NO SPACE FOR
Feryal Ali Gauhar
Rs 250 Pb 2007
(Pakistani and French rights sold. All others available.)
It’s September, 2002, one year after 9/11 and the US
invasion of Afghanistan. A U.S. army medical technician
is taken captive by Afghan rebels while on a recce mission,
and thrown into an asylum with a dozen or so other inmates.
Are they refugees from the war? Derelicts? Fugitives on the run?
Men and women mad with grief and loss, or just exhausted by the
repeated violation of their country? This astonishingly
powerful novel unfolds the tragedy of Afghanistan, as told by
the captive narrator, in hauntingly beautiful prose. As the
characters try to cope with their individual destinies in the
asylum's compound the terrible madness of war is counterpointed
with the poignancy of their lives and the narrator’s own peculiar
predicament—the “victor” now a victim, his ambivalence a
metaphor for everything Afghanistan symbolizes.

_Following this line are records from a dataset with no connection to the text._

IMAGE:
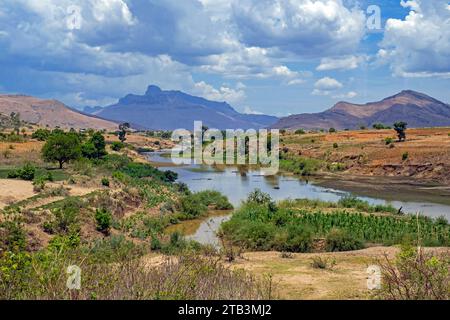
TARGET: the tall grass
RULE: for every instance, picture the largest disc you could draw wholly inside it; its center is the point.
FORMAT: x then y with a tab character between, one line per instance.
268	227
124	275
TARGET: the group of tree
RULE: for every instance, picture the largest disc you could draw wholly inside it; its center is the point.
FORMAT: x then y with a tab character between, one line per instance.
62	147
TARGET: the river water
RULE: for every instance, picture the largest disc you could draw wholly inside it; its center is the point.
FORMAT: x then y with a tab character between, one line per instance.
237	183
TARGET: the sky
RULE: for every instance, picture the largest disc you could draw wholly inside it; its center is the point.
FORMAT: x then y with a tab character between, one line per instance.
277	57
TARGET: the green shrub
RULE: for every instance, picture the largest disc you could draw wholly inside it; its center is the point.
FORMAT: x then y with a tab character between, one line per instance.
322	263
117	146
12	237
103	219
405	156
341	240
192	207
105	182
39	184
41	134
415	275
27	173
65	217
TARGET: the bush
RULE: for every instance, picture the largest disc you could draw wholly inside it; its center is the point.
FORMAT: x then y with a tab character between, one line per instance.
341	240
192	207
415	275
117	146
259	197
380	126
61	148
41	134
405	156
323	263
12	237
105	182
103	219
39	184
65	217
27	173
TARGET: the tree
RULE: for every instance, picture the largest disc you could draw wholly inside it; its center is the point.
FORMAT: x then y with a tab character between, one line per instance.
400	128
61	148
95	148
41	134
123	129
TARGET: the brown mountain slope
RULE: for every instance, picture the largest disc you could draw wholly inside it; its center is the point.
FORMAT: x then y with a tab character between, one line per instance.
417	109
50	113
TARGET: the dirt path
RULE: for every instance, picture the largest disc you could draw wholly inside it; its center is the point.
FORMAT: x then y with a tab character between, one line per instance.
14	190
297	279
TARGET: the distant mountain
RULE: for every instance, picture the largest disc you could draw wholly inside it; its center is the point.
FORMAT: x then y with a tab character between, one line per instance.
51	113
417	109
92	110
169	110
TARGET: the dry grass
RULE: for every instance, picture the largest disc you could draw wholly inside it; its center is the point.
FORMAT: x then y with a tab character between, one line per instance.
366	153
12	154
296	279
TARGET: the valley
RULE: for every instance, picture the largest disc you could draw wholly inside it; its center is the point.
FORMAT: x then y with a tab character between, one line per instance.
119	205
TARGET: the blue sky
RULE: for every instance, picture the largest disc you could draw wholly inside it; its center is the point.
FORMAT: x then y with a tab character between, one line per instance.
276	57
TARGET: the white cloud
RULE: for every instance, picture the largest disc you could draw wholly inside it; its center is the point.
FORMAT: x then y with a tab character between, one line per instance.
304	27
327	83
249	110
348	95
341	63
295	82
224	93
419	45
325	86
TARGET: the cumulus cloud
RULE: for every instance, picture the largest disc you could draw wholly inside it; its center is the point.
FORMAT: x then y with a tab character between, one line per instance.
419	45
341	63
224	93
326	85
304	27
249	110
348	95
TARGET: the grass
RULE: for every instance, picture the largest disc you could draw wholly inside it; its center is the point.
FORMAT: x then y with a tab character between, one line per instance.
115	269
265	226
58	175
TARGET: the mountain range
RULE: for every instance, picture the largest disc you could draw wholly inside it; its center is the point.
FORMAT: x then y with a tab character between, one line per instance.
417	109
51	113
169	110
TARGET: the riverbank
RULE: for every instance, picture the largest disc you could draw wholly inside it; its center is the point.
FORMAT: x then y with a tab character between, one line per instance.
296	279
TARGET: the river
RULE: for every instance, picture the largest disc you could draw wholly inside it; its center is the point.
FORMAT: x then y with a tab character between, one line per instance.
237	183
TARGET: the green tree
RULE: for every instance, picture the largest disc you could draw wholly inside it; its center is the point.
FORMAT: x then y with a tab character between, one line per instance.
95	148
41	134
400	128
123	129
61	148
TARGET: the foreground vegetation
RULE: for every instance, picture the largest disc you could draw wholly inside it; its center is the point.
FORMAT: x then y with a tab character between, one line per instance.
108	213
112	232
261	224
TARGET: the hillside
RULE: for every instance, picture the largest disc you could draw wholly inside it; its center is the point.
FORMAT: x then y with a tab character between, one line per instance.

In a stunning
denouement the author makes clear that there is no winning
this war, there is only a ravaged country and those
who manage to survive its insanity.
|FERYAL ALI GAUHAR
read Political Economy at McGill University.
She trained in documentary film production in Europe and at the University of Southern California.
Her first novel,
The Scent of Wet Earth in August
(2002) was based on her film, Tibbi Galli. She teaches film at the National College of Art, Lahore, works as a development communications specialist, and writes for
Dawn. She has also been a Goodwill Ambassador for the United Nations Population Fund.